问题
I am trying to do a simple forecast of future profit of an organization based on the past records by using regression. I am following this link. For testing purpose, I have changed the sample data and it produced these results:
My actual data will be date and profit, and they will be going up and down rather than in a contiguous increment way. I realized that the method above works for sample data which keep on increasing as the prediction is quite accurate. However, when I changed the data to the one in the screenshot which goes up and down crazily, the prediction is not so accurate anymore.
Just wondering if there is any way to increase the accuracy for the regression as my data will be going up and down.
Thanks!
回答1:
When you do a regression you are fitting a model to the data. In other words you are saying "here is an equation that describes roughly how the data behaves". In the linear regression case the model / equation is:
y = a * x + b
Where x is the input and y is the output. By doing a linear regression you are saying "my data follows a straight line, here is my data, what are the parameters a and b that best fit the data?".
Obviously if your data does not follow a straight line this will work badly. For instance look at this image I found on Google Images.

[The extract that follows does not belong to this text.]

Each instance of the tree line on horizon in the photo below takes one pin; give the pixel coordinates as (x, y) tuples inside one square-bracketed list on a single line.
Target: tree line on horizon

Clearly you can see the data has some kind of complex wavy shape - it goes up and down and then up again. The linear model is not complex enough to express this shape (it can only do straight lines). So it doesn't fit well.
Since you need a more complex model you have to choose one. There are dozens of standard ones and you can make up your own. All the model is is an equation with some fixed parameters that can be adjusted so that the equation fits your data.
I suggest you play around with the trend line options in Excel or Google Sheets to get a feel for this. See the Trendline Types bit here for some common models.
Note that none of those will work well for monthly profit because none of them are really cyclical. You probably want a model that is a combination of some repeating multipliers to capture month-to-month variations, and then a linear or polynomial component to capture the fact that yearly profit is increasing or decreasing over time.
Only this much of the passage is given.